Absence de l’histoire sur nos écrans - Cinéma politique, SVP
On ne tourne pas assez de films et de séries télévisées touchant à l’histoire politique du Québec, de nos jours. Il faut le dire et le déplorer, dans la foulée de notre dossier de la fin de semaine portant sur l’actuel succès du filon historique au cinéma américain : Lincoln, Argo, Opération avant l’aube et Django déchaîné se retrouvent tous en lice aux Oscar.
Au Québec, tout se passe comme si l’échec commercial de films comme la fresque Nouvelle-France (2004), ou encore les scandales des « Minutes du patrimoine » — liés à celui des commandites — avaient servi de prétexte pour évacuer presque totalement l’histoire politique du petit et du grand écran.
Cette quasi-fin de l’histoire n’est pas le résultat d’un choix des artisans ou même du public. Pour ces arts dans lesquels des organismes interviennent lourdement à chacune des étapes de la production, la liberté artistique a quelque chose de relatif. Or, qu’entend-on dans les milieux des producteurs et des cinéastes ? « Les organismes ne veulent plus rien savoir de l’histoire. »
Des échecs — sur les plans artistiques et commerciaux — de films historiques (qui sont très coûteux), il y en a eu, certes. Mais tous les types de cinéma connaissent des ratés. Ces dernières années, de nombreuses comédies grand public, même celles portant sur des sujets sensibles — la langue, par exemple — portées par des acteurs très connus, ont lamentablement fait patate. Tout cet argent gaspillé sur des navets aurait pu servir à la redécouverte d’intrigues ou de personnages passés. D’autant que le cinéma se trouve souvent utilisé dans les classes aujourd’hui.
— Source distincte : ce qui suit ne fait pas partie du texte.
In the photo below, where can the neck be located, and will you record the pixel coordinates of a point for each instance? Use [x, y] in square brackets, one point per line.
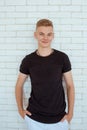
[44, 51]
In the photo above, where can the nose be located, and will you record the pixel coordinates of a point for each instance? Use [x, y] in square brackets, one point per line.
[45, 37]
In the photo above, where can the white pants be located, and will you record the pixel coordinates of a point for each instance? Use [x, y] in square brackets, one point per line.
[35, 125]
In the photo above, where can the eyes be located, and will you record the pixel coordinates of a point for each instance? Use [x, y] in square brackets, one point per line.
[42, 34]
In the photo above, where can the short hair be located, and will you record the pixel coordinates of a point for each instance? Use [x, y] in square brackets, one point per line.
[44, 22]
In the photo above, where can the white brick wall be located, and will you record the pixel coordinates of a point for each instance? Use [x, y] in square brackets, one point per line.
[17, 23]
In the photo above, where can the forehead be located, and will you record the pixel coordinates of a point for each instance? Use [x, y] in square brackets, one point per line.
[45, 29]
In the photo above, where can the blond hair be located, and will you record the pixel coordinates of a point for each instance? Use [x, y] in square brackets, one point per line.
[44, 22]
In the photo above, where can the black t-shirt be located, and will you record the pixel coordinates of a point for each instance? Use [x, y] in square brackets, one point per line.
[47, 99]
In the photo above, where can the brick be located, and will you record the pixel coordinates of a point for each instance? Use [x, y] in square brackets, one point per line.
[37, 2]
[26, 8]
[70, 8]
[60, 15]
[2, 2]
[7, 9]
[47, 8]
[59, 2]
[7, 21]
[16, 15]
[16, 2]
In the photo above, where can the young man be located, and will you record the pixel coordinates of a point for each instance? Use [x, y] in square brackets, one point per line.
[46, 67]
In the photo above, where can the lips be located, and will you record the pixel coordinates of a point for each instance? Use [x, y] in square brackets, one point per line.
[45, 41]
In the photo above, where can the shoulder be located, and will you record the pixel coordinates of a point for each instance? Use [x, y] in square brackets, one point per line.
[61, 54]
[29, 56]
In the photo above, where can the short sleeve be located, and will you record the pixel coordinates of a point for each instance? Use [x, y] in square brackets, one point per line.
[24, 67]
[66, 64]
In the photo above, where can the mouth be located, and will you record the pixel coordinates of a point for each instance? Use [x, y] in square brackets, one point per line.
[45, 42]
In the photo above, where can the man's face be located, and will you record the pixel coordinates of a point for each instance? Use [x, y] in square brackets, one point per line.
[44, 36]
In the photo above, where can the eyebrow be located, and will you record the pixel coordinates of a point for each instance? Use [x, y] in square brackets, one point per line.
[47, 33]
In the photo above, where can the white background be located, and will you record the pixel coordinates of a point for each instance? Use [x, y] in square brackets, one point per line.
[17, 24]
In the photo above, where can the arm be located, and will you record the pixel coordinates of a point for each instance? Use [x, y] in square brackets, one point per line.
[19, 94]
[70, 94]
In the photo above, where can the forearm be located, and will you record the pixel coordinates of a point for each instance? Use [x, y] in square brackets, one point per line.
[19, 97]
[70, 97]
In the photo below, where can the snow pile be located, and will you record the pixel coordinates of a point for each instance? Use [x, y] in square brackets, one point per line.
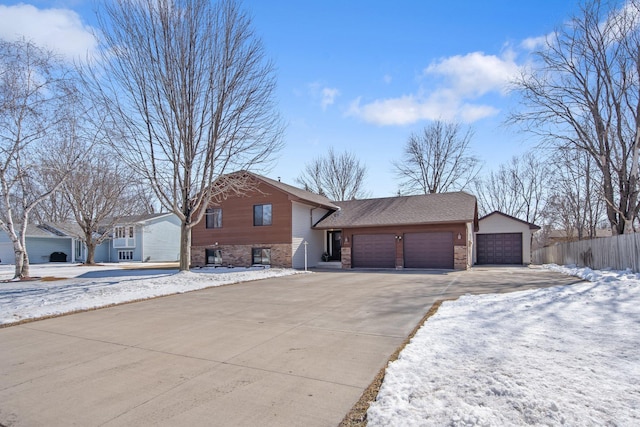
[73, 288]
[567, 355]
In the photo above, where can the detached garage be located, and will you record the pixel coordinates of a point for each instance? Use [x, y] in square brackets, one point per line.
[503, 240]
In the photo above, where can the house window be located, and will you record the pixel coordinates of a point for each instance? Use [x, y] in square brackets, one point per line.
[262, 215]
[261, 256]
[213, 218]
[78, 249]
[214, 256]
[124, 236]
[124, 232]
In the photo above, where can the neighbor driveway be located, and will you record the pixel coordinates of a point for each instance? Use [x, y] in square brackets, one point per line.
[291, 351]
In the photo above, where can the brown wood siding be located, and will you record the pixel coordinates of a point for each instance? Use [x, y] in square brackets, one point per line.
[428, 250]
[499, 248]
[374, 251]
[237, 220]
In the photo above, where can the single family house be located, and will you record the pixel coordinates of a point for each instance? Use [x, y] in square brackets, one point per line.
[149, 237]
[284, 226]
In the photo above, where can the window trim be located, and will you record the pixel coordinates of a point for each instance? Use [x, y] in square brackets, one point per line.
[259, 219]
[263, 251]
[215, 216]
[124, 236]
[125, 258]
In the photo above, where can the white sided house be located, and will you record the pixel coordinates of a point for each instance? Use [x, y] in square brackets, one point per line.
[152, 237]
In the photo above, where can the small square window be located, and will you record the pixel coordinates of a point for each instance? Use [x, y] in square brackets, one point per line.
[213, 218]
[261, 215]
[261, 256]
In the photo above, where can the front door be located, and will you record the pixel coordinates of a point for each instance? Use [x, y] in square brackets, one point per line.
[334, 245]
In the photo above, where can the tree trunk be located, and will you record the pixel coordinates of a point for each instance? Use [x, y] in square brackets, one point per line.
[91, 253]
[185, 247]
[19, 259]
[25, 264]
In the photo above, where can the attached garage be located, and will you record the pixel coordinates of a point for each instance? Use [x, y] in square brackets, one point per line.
[499, 248]
[422, 231]
[428, 250]
[374, 251]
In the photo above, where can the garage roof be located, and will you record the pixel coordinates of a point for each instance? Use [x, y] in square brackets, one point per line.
[437, 208]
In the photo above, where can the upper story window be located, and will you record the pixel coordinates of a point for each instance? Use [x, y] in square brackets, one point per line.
[262, 214]
[124, 237]
[213, 218]
[124, 232]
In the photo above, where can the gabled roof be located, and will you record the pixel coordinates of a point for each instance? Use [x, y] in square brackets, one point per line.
[297, 193]
[457, 207]
[531, 225]
[142, 218]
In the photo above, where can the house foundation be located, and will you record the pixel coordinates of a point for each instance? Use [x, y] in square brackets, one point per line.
[241, 255]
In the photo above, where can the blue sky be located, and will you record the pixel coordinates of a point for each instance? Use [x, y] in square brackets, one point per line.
[361, 76]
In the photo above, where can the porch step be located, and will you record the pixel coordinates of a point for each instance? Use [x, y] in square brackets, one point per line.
[329, 264]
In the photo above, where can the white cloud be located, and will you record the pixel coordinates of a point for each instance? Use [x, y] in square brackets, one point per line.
[475, 74]
[328, 96]
[534, 43]
[323, 94]
[460, 82]
[61, 30]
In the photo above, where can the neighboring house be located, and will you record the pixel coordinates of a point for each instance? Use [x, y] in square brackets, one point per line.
[152, 237]
[268, 225]
[148, 237]
[503, 239]
[43, 241]
[277, 224]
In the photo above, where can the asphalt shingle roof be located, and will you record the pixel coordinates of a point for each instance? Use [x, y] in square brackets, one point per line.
[403, 210]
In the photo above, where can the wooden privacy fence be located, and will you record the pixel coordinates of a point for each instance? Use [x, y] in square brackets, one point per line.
[616, 253]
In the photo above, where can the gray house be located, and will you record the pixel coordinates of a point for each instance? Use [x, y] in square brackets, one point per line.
[151, 237]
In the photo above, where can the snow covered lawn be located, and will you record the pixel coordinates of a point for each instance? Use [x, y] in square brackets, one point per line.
[568, 355]
[66, 288]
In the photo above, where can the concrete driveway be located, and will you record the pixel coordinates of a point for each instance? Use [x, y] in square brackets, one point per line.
[292, 351]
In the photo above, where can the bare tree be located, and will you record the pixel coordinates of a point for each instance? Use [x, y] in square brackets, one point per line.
[336, 176]
[99, 192]
[37, 99]
[575, 204]
[517, 188]
[437, 160]
[585, 94]
[188, 85]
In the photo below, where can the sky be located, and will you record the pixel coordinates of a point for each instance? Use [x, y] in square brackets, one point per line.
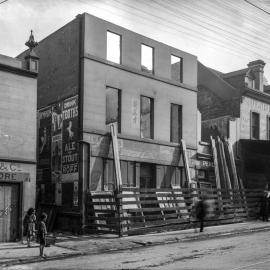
[223, 34]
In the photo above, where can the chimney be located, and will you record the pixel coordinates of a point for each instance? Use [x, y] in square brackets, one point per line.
[31, 59]
[257, 69]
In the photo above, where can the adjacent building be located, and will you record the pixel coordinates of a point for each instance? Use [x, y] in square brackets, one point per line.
[236, 105]
[18, 103]
[94, 73]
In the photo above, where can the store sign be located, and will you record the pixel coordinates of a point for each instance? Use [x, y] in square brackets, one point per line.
[75, 193]
[44, 145]
[10, 167]
[70, 156]
[14, 176]
[56, 151]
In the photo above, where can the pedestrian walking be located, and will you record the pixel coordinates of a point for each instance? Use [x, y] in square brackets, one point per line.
[29, 223]
[42, 231]
[201, 212]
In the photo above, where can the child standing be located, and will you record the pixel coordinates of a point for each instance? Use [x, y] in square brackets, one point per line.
[42, 231]
[29, 225]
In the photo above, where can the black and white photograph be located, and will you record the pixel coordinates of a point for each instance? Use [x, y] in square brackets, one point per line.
[135, 134]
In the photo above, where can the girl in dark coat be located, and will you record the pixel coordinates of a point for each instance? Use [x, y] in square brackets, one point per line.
[29, 225]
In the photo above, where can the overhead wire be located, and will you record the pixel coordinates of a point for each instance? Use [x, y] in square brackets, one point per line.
[257, 7]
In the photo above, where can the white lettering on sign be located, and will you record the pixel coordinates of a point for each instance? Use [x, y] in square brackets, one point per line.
[10, 167]
[135, 114]
[16, 176]
[256, 105]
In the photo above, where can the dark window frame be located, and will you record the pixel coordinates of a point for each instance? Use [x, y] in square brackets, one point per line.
[151, 116]
[119, 109]
[181, 67]
[180, 126]
[120, 49]
[252, 113]
[268, 126]
[153, 59]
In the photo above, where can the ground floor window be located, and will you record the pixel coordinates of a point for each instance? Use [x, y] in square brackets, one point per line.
[134, 174]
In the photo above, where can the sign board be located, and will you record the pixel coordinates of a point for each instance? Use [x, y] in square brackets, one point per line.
[14, 176]
[44, 144]
[75, 193]
[56, 159]
[70, 153]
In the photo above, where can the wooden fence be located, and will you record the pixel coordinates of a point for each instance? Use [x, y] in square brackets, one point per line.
[138, 211]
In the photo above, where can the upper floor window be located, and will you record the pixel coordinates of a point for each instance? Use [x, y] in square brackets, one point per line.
[113, 107]
[177, 68]
[255, 125]
[147, 58]
[176, 123]
[147, 117]
[268, 127]
[113, 47]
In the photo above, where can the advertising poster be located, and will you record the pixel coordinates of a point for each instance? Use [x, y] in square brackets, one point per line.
[56, 160]
[75, 193]
[70, 151]
[44, 144]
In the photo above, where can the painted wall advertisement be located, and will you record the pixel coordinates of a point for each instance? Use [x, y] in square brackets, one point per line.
[56, 160]
[44, 145]
[58, 142]
[70, 149]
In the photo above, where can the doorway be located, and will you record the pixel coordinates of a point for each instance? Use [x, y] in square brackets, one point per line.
[9, 212]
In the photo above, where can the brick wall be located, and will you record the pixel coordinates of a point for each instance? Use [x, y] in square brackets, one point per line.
[59, 64]
[212, 106]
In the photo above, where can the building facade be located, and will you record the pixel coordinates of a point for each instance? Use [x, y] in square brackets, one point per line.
[236, 105]
[94, 73]
[18, 103]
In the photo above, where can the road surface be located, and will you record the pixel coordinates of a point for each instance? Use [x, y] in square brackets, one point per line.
[249, 251]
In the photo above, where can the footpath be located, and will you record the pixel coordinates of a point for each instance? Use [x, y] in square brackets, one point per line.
[67, 246]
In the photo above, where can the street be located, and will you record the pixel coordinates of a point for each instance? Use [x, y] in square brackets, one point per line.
[248, 251]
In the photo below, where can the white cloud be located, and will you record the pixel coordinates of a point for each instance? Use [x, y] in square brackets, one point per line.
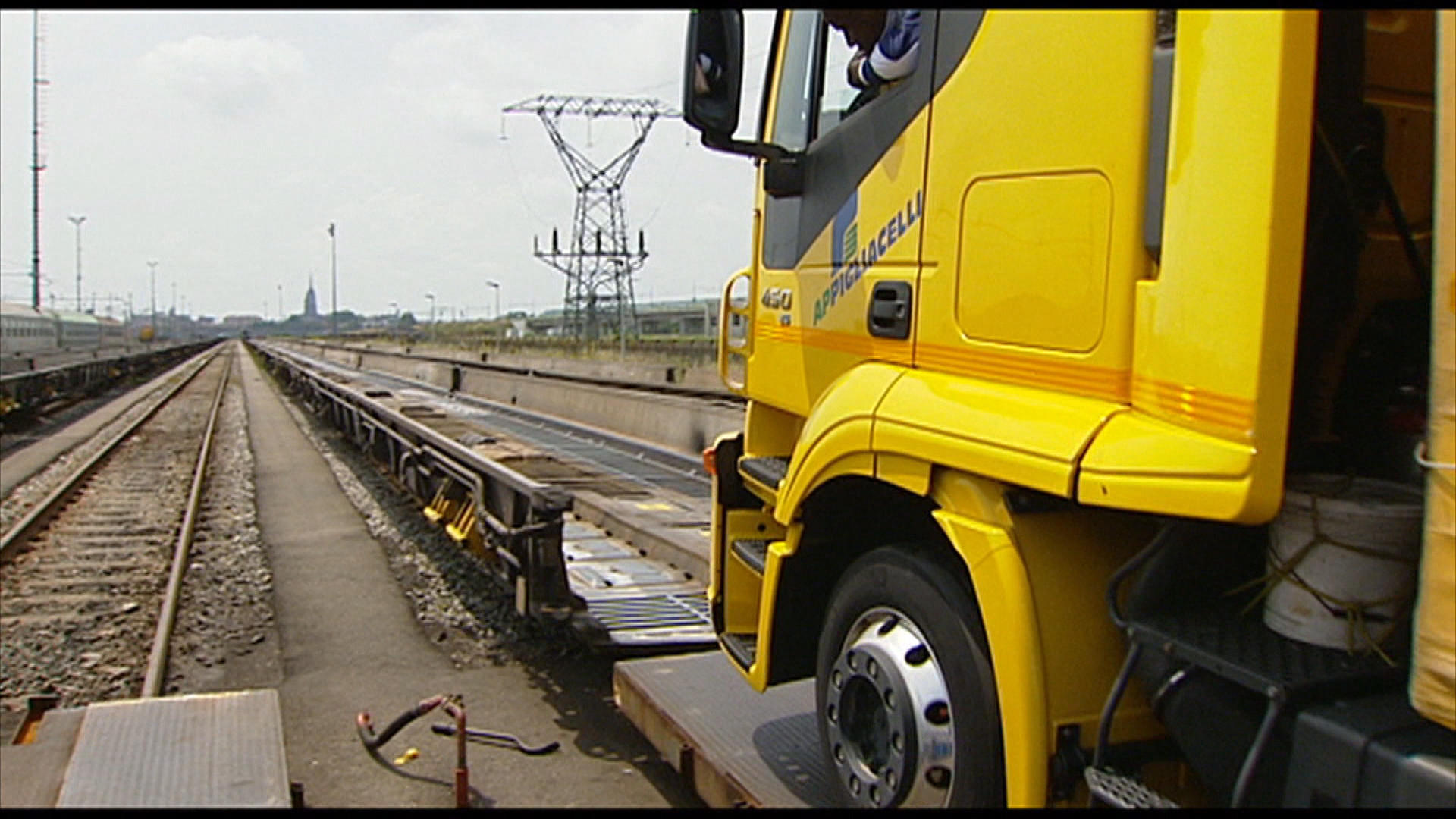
[226, 76]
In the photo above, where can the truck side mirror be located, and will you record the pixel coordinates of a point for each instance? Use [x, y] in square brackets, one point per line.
[712, 76]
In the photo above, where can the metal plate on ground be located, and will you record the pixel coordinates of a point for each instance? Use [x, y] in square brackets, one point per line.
[632, 601]
[742, 748]
[196, 751]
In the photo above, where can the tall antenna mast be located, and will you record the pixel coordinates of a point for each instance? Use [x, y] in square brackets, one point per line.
[599, 261]
[36, 164]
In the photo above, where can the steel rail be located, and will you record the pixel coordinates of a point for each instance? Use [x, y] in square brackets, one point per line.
[158, 662]
[41, 512]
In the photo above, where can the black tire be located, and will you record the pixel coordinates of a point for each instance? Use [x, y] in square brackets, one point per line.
[887, 755]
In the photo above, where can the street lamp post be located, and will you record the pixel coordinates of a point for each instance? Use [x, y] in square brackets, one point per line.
[77, 221]
[497, 287]
[334, 275]
[153, 265]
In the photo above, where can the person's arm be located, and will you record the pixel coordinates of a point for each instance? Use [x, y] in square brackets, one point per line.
[893, 57]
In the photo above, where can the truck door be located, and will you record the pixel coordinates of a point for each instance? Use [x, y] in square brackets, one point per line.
[852, 238]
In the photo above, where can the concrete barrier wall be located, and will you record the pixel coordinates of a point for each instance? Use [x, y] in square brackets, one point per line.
[669, 422]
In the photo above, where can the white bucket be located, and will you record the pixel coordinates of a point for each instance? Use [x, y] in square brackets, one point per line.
[1360, 541]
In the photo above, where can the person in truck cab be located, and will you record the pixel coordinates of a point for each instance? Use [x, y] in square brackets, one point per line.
[887, 39]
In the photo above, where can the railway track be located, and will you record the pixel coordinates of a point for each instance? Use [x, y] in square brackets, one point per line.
[91, 575]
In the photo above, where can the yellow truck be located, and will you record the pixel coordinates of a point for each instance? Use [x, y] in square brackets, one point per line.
[1100, 423]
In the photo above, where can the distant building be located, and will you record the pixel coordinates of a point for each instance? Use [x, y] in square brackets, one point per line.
[310, 302]
[240, 321]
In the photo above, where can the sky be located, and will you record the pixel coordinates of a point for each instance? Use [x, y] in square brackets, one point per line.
[221, 145]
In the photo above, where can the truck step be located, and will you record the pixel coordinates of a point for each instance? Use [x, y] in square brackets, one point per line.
[752, 553]
[764, 471]
[742, 648]
[1117, 790]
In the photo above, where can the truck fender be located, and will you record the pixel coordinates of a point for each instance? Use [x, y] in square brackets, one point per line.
[1003, 594]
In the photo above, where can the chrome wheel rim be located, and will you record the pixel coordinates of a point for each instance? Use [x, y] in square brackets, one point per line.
[889, 723]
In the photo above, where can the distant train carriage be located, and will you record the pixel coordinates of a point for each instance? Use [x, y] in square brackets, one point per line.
[28, 331]
[77, 331]
[25, 331]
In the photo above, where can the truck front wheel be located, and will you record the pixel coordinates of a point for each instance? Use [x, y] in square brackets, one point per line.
[906, 698]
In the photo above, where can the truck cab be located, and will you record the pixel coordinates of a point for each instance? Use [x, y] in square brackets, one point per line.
[1038, 341]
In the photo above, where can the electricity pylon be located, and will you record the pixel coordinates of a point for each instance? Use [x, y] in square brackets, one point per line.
[599, 261]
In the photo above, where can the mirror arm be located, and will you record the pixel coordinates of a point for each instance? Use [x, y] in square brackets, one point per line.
[756, 149]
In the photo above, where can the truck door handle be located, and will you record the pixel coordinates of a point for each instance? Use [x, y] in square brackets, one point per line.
[890, 309]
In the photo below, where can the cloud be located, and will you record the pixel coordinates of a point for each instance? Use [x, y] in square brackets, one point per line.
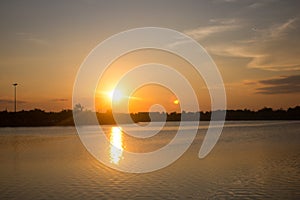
[274, 48]
[260, 3]
[281, 85]
[60, 100]
[29, 37]
[217, 26]
[8, 101]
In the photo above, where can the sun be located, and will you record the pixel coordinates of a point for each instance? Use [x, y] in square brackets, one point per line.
[176, 102]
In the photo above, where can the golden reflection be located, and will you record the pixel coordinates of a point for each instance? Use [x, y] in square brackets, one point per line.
[116, 145]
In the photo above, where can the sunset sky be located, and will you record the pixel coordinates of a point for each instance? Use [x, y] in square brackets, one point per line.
[255, 44]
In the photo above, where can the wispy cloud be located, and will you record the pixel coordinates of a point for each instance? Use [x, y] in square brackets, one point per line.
[216, 26]
[30, 37]
[274, 48]
[60, 100]
[280, 85]
[8, 101]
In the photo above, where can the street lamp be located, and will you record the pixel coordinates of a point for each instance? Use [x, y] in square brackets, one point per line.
[15, 86]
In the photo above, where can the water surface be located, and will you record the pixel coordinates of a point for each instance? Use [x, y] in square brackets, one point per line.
[252, 160]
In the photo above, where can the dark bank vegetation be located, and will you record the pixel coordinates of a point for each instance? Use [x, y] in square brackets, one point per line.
[39, 117]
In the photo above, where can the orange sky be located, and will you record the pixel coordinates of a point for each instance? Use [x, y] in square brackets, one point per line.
[254, 44]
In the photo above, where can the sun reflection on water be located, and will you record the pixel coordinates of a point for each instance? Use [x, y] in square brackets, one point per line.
[116, 145]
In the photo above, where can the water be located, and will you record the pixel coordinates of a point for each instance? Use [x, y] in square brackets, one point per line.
[252, 160]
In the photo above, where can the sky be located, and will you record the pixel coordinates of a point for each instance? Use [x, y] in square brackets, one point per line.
[255, 45]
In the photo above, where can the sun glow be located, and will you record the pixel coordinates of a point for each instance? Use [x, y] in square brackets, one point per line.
[176, 102]
[115, 95]
[116, 145]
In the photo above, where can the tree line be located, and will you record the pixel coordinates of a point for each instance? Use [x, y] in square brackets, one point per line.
[38, 117]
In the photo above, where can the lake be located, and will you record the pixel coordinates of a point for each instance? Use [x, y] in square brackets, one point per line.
[252, 160]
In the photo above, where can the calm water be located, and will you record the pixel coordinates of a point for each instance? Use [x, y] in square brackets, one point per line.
[252, 160]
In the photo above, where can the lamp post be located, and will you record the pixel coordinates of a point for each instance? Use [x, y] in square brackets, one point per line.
[15, 88]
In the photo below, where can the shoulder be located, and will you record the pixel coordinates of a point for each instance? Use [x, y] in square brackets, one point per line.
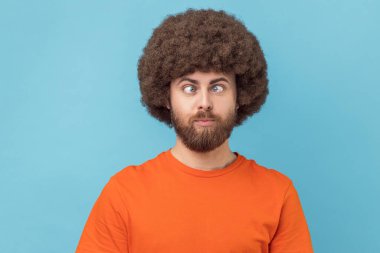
[269, 177]
[135, 174]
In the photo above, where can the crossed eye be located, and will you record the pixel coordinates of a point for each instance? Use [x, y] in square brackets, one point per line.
[192, 88]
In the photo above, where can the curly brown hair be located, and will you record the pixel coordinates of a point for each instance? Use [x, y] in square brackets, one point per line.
[202, 40]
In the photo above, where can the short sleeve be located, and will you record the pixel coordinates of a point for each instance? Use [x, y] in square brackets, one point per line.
[106, 227]
[292, 234]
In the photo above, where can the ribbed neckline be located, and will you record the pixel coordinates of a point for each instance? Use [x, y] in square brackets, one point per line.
[176, 164]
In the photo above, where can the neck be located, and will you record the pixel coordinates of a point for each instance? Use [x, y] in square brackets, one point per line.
[218, 158]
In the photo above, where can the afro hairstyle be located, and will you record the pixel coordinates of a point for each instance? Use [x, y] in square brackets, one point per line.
[202, 40]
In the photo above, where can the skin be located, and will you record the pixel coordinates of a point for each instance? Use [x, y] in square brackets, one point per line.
[213, 91]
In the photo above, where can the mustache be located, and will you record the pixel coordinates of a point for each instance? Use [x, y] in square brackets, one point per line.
[204, 115]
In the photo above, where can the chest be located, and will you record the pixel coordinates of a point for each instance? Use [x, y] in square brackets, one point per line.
[203, 219]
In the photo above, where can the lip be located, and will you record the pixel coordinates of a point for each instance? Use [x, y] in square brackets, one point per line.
[204, 122]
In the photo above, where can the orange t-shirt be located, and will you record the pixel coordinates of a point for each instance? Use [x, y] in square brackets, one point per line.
[165, 206]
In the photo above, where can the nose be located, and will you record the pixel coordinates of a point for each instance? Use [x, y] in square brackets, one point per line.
[205, 102]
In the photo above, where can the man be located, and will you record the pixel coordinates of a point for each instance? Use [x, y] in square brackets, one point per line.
[203, 73]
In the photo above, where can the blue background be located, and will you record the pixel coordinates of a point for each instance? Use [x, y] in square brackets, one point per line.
[71, 115]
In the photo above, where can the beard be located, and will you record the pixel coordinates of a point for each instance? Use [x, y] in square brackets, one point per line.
[206, 138]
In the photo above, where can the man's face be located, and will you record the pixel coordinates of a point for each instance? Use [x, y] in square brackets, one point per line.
[203, 109]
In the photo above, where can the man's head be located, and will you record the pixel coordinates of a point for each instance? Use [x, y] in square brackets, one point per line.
[202, 41]
[203, 109]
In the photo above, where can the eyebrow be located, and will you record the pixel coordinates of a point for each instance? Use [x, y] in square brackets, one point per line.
[196, 82]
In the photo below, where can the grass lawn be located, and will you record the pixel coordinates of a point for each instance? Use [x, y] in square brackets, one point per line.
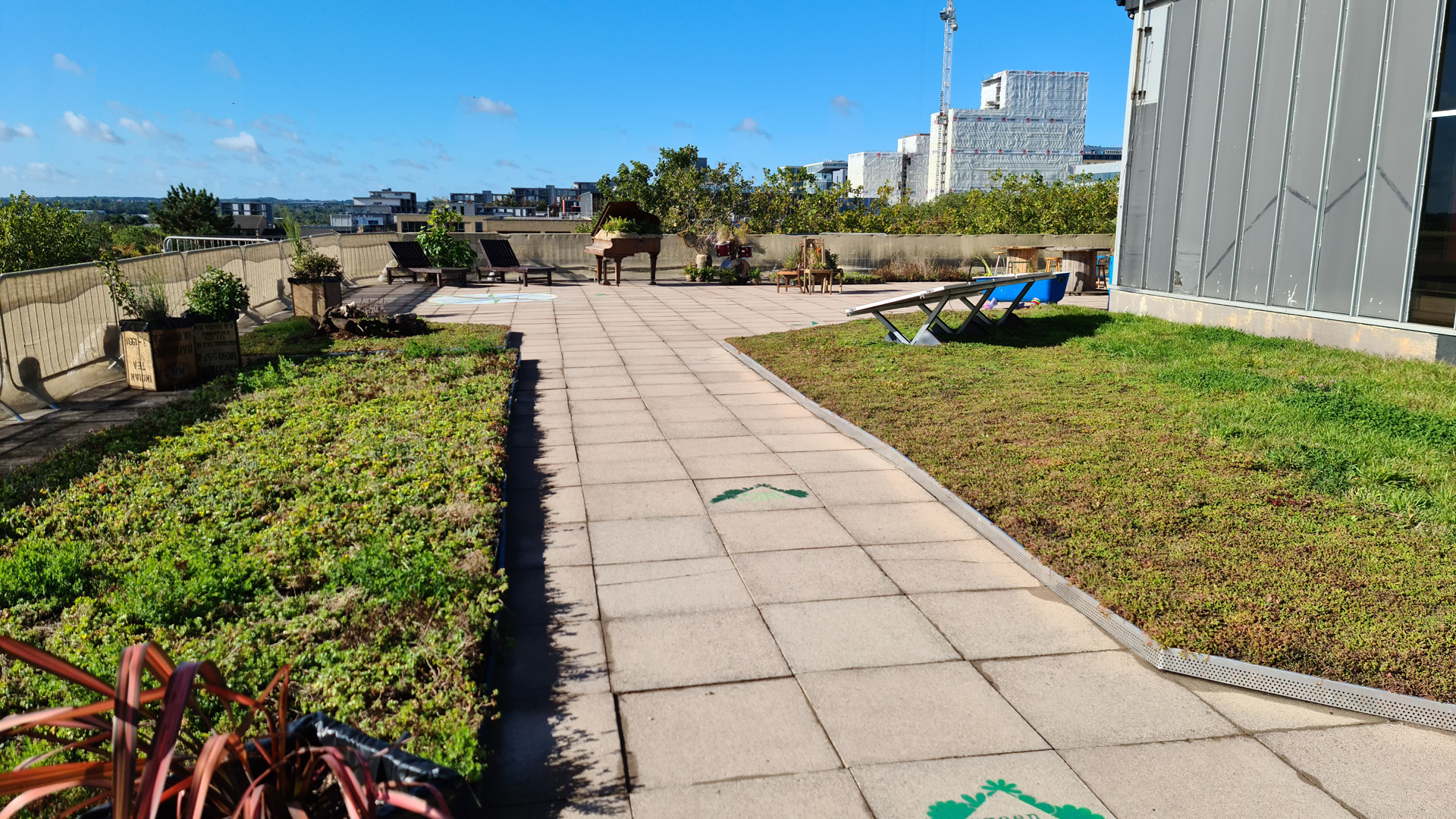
[337, 513]
[1267, 500]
Cela nous ferait du matériel scolaire ! Et les cinéastes talentueux ne manquent pas chez nous : en fin de semaine, c’est Denis Côté qui a obtenu un Ours à Berlin.
Certains rétorqueront que l’histoire ne vaut pas la peine d’être racontée au cinéma ; que c’est toujours une « histoire à dormir debout » ; qu’il est impossible de rapporter fidèlement un événement passé, tout étant toujours « biaisé ». Rien de surprenant ici : c’est l’extrême difficulté de l’histoire comme discipline, que ce soit dans les manuels ou au cinéma.
Au moins faut-il garder vivante la discussion sur la grande question « Que s’est-il passé ? ». Or, actuellement, à part quelques exceptions (Rouge sang, par exemple), ce qui s’offre aux Québécois passionnés d’histoire, qui veulent cultiver leur « Je me souviens », ce ne sont pratiquement que des récits états-uniens.